Jak ugryźć leszczyńskie „Byki”?
Minęły już trzy lata, kiedy ostatni raz zielonogórzanie pokonali Unię przed swoimi kibicami. 1 maja 2016 roku Falubaz wygrał z „Bykami” 50:40. Poza Piotrem Protasiewiczem i Patrykiem Dudkiem nikt z obecnego składu nie uczestniczył w tamtym sukcesie. Przegrupowania nastąpiły zresztą u jednych i drugich. W tamtym meczu Nicki Pedersen punktował dla Unii, a menadżerem leszczynian był Adam Skórnicki. W drużynie z Wielkopolski tamten sezon przesłoniły jednak obfitujące w sukcesy kolejne lata. Począwszy od 2017 roku „Byki” nie schodzą z najwyższego stopnia podium. W tym roku mają szansę ustrzelić hat-trick, czyli osiągnąć coś, co ostatnio udało się w połowie lat 90. ubiegłego wieku we Wrocławiu.
Jak skutecznie dobrać się kompletnego zespołu z Leszna? Nad tym głowi się cała liga! W tym sezonie najbliżej sukcesu był MR Garden GKM Grudziądz, który u siebie prowadził na półmetku różnicą 10 punktów, by ostatecznie zremisować. Po raz ostatni gorycz porażki zespół Piotra Barona przełykał we wrześniu ubiegłego roku, gdy pierwszy finałowy mecz w Gorzowie przegrał dwoma punktami.

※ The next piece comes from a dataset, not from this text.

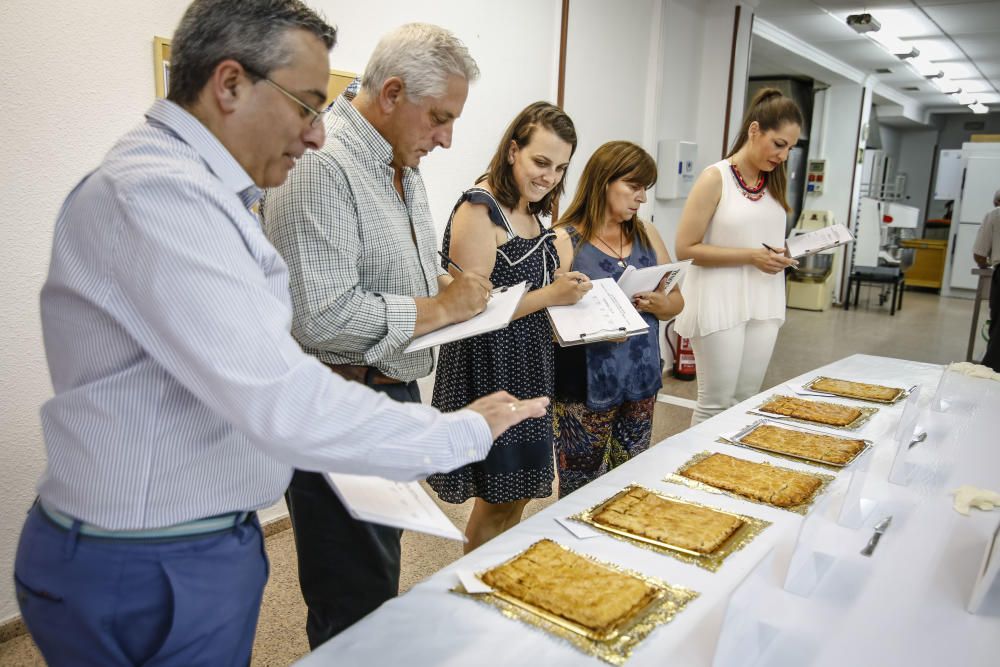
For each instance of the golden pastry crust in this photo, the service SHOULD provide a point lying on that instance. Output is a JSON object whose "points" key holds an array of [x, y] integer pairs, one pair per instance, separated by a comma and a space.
{"points": [[815, 411], [849, 389], [691, 527], [818, 446], [757, 481], [552, 578]]}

Leszczynianie świetnie czują się też na torze w Zielonej Górze. Przed rokiem rozstawiali gospodarzy przy W69 i wygrali 52:38. W tym sezonie pojawili się w Winnym Grodzie na przedsezonowym sparingu i jeździli tak, jakby zimy w ogóle nie było! Kontuzje lub słabszy dzień któregoś z liderów bez problemu przykrywają dwaj znakomici juniorzy. Bartosz Smektała i Dominik Kubera tylko czekają na zielone światło od P. Barona. W pierwszym meczu z Falubazem w Lesznie, gospodarze nie korzystali ze zmagającego się z urazem Brady’ego Kurtza. Braku Australijczyka w ogóle nie było widać, a Unia pokonała zielonogórzan 51:39.